With this, she had already given an important gift to biochemistry. With a little chemical creativity, her modified Staudinger reaction can be used to map cells in a variety of ways, but Bertozzi was still not satisfied. She had realised that the chemical handle she used – the azide – had a lot more to give.
Blows new life in an old reaction
At this time, word was spreading among chemists about Morten Meldal’s and Barry Sharpless’ new click chemistry, so Carolyn Bertozzi was well aware that her handle – the azide – can rapidly click onto an alkyne as long as there are available copper ions. The problem is that copper is toxic to living things. So she once again began to dig deep into the literature, and found that back in 1961 it had been shown that azides and alkynes can react in an almost explosive manner – without the help of copper – if the alkyne is forced into a ring-shaped chemical structure. The strain creates so much energy that the reaction runs smoothly.
The reaction worked well when she tested it in cells. In 2004, she published the copper-free click reaction, called the strain-promoted alkyne-azide cycloaddition – and then demonstrated that it can be used to track glycans (see the illustration on the previous page).

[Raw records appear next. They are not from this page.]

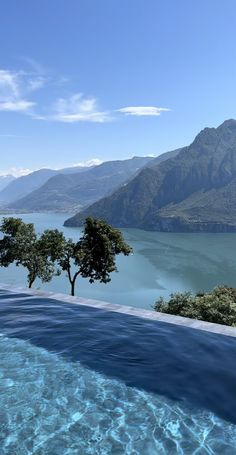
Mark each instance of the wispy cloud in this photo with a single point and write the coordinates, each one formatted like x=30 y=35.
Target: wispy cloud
x=17 y=89
x=16 y=172
x=77 y=108
x=12 y=95
x=140 y=111
x=88 y=163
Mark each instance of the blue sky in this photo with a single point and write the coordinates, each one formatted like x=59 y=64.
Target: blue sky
x=110 y=79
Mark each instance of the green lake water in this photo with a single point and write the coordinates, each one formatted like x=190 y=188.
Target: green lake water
x=162 y=263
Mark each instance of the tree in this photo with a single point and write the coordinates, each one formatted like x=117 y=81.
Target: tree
x=218 y=305
x=93 y=256
x=20 y=245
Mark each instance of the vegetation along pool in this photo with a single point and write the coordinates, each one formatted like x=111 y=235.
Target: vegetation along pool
x=77 y=379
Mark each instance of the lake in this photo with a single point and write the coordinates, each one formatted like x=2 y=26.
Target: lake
x=162 y=263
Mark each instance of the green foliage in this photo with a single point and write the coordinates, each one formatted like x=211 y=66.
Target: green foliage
x=218 y=306
x=93 y=256
x=20 y=245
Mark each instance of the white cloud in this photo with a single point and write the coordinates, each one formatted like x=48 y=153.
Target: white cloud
x=93 y=162
x=17 y=172
x=16 y=87
x=140 y=111
x=16 y=105
x=36 y=83
x=12 y=93
x=77 y=108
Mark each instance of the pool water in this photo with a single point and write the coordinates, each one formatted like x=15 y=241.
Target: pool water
x=77 y=380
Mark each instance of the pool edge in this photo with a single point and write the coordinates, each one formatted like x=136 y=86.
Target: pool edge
x=131 y=311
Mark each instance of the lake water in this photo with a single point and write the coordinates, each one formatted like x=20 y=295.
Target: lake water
x=162 y=263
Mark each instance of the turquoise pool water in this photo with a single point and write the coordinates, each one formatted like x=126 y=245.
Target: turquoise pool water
x=77 y=381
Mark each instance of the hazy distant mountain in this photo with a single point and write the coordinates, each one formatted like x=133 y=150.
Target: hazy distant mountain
x=194 y=191
x=72 y=191
x=5 y=180
x=24 y=185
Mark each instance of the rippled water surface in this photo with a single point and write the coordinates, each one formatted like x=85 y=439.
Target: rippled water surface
x=79 y=380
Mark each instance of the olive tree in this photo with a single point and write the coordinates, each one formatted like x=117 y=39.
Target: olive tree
x=93 y=256
x=21 y=245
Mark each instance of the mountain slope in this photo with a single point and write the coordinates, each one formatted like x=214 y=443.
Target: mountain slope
x=67 y=192
x=24 y=185
x=194 y=191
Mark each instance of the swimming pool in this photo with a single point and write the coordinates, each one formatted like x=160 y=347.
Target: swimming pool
x=77 y=379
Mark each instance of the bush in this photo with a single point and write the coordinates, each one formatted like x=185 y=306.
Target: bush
x=217 y=306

Click reactions put a spotlight on the cell
This milestone was also the start of something much bigger. Carolyn Bertozzi has continued refining her click reaction, so it works even better in cell environments. In parallel with this, she and many other researchers have also used these reactions to explore how biomolecules interact in cells and to study disease processes.
One area that Bertozzi focuses on is glycans on the surface of tumour cells. Her studies have led to the insight that some glycans appear to protect tumours from the body’s immune system, as they make the immune cells shut down. To block this protective mechanism, Bertozzi and her colleagues have created a new type of biological pharmaceutical. They have joined a glycan-specific antibody to enzymes that break down the glycans on the surface of the tumour cells. This pharmaceutical is now being tested in clinical trials on people with advanced cancer.

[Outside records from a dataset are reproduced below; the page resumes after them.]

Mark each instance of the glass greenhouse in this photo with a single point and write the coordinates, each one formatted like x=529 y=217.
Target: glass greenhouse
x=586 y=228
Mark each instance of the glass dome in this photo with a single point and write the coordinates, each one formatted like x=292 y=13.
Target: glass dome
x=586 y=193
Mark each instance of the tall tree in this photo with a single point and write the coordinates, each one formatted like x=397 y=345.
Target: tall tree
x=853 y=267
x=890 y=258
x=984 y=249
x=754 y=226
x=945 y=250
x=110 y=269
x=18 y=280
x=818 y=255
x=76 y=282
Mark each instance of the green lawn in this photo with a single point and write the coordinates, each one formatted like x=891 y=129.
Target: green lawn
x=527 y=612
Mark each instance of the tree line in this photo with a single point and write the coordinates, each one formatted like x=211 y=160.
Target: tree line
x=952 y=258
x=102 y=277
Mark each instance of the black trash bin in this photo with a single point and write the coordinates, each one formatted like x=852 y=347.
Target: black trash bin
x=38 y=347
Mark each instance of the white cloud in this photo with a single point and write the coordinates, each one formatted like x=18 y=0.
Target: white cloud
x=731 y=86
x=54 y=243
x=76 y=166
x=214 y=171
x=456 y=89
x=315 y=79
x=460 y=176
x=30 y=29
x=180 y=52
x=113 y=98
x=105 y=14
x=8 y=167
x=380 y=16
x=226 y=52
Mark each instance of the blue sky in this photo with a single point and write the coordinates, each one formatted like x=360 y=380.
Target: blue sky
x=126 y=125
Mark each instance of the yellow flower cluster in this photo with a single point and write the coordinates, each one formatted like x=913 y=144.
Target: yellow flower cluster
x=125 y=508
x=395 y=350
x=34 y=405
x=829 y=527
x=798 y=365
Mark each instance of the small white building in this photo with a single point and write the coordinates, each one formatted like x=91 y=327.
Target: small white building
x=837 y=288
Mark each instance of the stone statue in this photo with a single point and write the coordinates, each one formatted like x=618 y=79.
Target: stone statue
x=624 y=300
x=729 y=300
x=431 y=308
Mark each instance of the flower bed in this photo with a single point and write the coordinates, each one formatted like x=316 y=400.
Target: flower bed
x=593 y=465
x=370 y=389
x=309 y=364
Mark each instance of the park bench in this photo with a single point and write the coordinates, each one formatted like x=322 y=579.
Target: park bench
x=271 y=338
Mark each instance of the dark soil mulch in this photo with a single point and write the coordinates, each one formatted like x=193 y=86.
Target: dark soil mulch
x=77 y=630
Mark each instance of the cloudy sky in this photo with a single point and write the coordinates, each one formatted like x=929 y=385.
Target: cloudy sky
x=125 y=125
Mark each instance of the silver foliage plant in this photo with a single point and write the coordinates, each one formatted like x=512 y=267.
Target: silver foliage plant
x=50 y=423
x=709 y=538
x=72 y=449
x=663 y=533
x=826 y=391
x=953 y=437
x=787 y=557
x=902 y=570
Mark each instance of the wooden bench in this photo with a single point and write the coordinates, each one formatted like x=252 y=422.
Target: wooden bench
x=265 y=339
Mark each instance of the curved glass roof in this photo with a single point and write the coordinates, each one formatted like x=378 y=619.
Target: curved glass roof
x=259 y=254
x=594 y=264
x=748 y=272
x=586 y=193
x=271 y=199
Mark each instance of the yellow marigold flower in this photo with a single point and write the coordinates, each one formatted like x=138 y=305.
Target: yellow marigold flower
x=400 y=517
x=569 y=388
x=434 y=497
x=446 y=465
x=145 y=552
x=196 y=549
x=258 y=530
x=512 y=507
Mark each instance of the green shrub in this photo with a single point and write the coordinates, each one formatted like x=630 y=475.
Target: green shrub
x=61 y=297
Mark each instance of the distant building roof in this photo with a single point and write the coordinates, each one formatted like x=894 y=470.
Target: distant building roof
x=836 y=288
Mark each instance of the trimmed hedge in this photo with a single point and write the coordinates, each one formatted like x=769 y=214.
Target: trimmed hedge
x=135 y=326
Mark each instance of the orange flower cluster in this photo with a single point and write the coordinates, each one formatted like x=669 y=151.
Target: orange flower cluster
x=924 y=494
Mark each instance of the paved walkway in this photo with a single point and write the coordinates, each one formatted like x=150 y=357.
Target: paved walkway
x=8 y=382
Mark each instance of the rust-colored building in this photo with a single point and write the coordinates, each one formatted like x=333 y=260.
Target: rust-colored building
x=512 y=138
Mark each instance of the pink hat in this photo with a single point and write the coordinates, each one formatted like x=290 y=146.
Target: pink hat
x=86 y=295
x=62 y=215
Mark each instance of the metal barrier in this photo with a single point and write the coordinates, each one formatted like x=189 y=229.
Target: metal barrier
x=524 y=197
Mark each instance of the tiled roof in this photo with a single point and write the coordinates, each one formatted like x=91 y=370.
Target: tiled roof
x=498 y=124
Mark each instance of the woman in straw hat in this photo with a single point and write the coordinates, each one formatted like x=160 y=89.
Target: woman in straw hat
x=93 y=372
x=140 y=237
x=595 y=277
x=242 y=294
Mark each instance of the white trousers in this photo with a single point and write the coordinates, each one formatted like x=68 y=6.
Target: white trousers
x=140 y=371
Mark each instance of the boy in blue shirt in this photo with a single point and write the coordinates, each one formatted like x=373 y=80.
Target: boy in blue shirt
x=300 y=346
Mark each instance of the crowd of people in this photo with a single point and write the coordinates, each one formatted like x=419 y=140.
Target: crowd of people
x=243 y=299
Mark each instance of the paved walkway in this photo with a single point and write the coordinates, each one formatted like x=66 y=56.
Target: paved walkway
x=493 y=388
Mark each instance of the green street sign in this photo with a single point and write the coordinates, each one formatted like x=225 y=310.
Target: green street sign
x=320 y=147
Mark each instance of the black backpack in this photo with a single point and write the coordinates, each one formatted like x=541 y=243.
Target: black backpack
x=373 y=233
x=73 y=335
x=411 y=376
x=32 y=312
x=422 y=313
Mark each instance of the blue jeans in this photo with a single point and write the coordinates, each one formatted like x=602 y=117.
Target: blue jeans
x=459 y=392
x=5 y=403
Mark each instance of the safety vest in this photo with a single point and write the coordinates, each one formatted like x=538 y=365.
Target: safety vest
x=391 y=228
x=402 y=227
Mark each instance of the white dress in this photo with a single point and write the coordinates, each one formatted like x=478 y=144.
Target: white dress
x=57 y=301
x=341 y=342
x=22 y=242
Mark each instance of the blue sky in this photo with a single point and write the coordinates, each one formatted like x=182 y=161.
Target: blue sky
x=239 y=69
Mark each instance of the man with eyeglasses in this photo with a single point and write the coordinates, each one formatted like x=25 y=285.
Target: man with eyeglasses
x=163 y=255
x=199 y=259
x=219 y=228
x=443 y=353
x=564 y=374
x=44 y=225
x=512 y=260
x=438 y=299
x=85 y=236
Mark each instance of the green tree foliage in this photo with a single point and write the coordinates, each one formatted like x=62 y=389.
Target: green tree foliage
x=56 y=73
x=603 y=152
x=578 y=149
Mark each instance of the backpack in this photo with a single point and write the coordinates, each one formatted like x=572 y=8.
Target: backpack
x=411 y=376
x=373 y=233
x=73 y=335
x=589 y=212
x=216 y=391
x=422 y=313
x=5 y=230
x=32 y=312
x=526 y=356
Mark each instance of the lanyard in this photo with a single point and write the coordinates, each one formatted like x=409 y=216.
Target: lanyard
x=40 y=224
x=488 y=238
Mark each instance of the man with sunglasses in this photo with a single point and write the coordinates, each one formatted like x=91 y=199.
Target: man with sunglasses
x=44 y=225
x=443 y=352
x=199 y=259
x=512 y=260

Many researchers have also started to develop clickable antibodies that target a range of tumours. Once the antibodies attach to the tumour, a second molecule that clicks to the antibody is injected. For example, this could be a radioisotope that can be used to track tumours using a PET scanner or that can aim a lethal dose of radiation at the cancer cells.

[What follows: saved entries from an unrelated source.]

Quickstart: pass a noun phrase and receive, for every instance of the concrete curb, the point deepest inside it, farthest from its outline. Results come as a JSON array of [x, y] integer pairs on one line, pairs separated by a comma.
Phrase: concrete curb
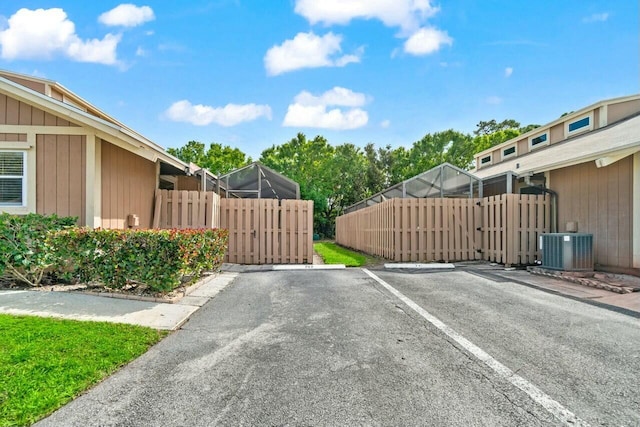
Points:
[[87, 306], [285, 267], [423, 266]]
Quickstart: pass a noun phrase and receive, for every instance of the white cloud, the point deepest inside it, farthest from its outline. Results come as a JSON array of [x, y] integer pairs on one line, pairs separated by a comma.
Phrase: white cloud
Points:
[[336, 96], [127, 15], [596, 17], [307, 50], [406, 14], [42, 34], [313, 111], [229, 115], [426, 41]]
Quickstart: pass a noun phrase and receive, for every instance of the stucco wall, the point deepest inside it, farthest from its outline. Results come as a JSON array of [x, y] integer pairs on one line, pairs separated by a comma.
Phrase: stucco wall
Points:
[[600, 200]]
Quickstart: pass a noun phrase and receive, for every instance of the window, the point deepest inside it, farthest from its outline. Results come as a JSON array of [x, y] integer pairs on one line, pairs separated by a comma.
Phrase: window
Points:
[[581, 124], [13, 178], [509, 152], [539, 140]]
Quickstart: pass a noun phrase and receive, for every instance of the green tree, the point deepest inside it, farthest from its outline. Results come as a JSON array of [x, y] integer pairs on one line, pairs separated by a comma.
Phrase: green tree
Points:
[[434, 149], [217, 158], [486, 141], [305, 161], [492, 126], [333, 177]]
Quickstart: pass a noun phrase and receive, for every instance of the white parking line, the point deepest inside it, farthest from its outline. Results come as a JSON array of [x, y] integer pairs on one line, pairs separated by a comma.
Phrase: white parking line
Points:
[[11, 292], [538, 396]]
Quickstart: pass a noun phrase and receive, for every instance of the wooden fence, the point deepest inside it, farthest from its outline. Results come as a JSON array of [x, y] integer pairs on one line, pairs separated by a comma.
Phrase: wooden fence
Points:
[[268, 231], [186, 209], [261, 231], [501, 229]]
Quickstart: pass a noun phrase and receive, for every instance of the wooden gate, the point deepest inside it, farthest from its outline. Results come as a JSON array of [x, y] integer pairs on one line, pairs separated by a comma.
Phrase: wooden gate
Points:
[[186, 209], [501, 229], [268, 231]]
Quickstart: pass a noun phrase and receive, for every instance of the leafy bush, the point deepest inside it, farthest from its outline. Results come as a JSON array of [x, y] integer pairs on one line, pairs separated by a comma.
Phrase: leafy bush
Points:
[[156, 258], [26, 255]]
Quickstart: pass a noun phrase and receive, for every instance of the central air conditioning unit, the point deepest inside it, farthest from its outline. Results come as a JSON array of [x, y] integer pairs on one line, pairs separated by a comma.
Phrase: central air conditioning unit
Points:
[[567, 251]]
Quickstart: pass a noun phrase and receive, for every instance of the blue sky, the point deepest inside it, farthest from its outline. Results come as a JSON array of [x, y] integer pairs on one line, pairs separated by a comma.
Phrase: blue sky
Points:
[[253, 73]]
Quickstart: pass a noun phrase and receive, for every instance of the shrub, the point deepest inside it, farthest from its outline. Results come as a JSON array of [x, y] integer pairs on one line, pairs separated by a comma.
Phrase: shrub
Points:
[[26, 255], [157, 258]]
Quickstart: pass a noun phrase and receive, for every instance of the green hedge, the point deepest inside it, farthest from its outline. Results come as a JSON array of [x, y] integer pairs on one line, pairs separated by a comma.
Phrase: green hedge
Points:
[[157, 258], [25, 253]]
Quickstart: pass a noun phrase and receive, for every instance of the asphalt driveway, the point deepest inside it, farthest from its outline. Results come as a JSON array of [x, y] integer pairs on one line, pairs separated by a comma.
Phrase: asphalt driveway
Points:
[[344, 347]]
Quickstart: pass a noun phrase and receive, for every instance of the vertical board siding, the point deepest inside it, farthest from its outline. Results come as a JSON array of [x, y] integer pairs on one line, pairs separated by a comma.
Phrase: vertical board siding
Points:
[[128, 187], [599, 200], [501, 229], [14, 112], [268, 231], [60, 177]]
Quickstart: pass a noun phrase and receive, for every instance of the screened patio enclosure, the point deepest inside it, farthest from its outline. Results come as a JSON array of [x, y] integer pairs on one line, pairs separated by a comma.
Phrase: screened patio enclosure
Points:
[[443, 181], [256, 181]]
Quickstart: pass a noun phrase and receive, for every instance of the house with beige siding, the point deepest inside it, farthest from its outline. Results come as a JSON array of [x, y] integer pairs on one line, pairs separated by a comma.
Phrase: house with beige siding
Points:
[[60, 154], [589, 160]]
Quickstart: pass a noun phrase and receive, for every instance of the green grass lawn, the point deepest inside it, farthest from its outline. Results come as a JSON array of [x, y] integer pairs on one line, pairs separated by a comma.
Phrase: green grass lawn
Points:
[[44, 363], [334, 254]]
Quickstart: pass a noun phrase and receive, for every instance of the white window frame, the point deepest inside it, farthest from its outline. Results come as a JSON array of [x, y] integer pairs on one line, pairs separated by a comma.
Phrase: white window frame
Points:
[[514, 154], [490, 162], [29, 175], [540, 144], [23, 177], [587, 128]]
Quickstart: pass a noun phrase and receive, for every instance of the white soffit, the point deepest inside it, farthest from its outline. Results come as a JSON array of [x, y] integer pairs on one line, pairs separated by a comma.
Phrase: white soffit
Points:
[[622, 138]]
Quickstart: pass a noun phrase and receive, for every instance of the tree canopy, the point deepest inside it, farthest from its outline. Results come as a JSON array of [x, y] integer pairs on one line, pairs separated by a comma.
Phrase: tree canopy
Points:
[[217, 158], [335, 177]]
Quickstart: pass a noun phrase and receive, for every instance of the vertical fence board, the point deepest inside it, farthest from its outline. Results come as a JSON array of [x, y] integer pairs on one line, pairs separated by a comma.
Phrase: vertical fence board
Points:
[[501, 229]]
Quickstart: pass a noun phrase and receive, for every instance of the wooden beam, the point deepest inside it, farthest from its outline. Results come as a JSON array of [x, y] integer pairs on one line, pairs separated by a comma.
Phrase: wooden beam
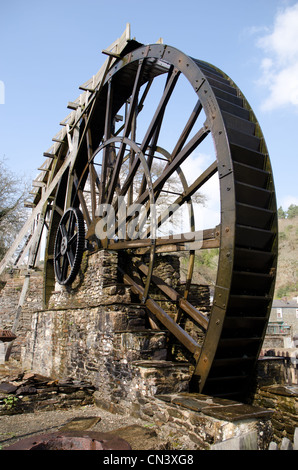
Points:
[[165, 319], [174, 295]]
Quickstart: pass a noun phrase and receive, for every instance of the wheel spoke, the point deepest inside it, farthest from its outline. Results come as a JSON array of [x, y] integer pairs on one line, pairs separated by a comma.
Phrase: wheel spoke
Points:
[[152, 127], [65, 264], [106, 151], [179, 159], [127, 131]]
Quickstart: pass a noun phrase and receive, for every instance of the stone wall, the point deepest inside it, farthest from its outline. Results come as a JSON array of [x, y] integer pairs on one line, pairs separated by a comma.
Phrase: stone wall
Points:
[[9, 298], [283, 401], [97, 330]]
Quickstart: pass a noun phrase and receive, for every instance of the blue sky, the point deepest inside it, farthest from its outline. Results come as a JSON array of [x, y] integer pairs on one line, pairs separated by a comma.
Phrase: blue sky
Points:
[[48, 49]]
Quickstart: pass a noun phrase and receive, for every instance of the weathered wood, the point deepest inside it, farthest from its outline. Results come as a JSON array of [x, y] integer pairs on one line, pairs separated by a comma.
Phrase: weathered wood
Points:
[[164, 318], [174, 295]]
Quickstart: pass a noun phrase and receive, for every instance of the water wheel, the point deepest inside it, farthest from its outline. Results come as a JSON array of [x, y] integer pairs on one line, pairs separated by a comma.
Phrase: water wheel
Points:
[[126, 128]]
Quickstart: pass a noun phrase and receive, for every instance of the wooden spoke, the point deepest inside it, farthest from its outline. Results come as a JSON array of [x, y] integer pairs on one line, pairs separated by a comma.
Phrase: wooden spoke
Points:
[[152, 127], [127, 131], [134, 163], [106, 151]]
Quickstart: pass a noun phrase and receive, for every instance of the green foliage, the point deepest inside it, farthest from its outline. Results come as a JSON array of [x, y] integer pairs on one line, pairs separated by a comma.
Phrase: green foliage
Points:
[[12, 212], [292, 211], [289, 214], [281, 213]]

Elegant, clever and novel, but most of all useful
We do not yet know whether these new therapies will work – but one thing is clear: research has just touched on the enormous potential of click chemistry and bioorthogonal chemistry. When Barry Sharpless gave his first Nobel Lecture in Stockholm in 2001, he talked about his childhood, which was coloured by the simple values of the Quakers and has influenced his ideals. He said: “Elegant” and “clever” were the chemical accolades of choice when I started doing research, just as “novel” is high praise now. Perhaps the Quakers are responsible for me valuing “useful” most. All four of these words of praise are necessary to do justice to the chemistry for which he, Carolyn Bertozzi and Morten Meldal have laid the foundation. In addition to being elegant, clever, novel and useful, it also brings the greatest benefit to humankind.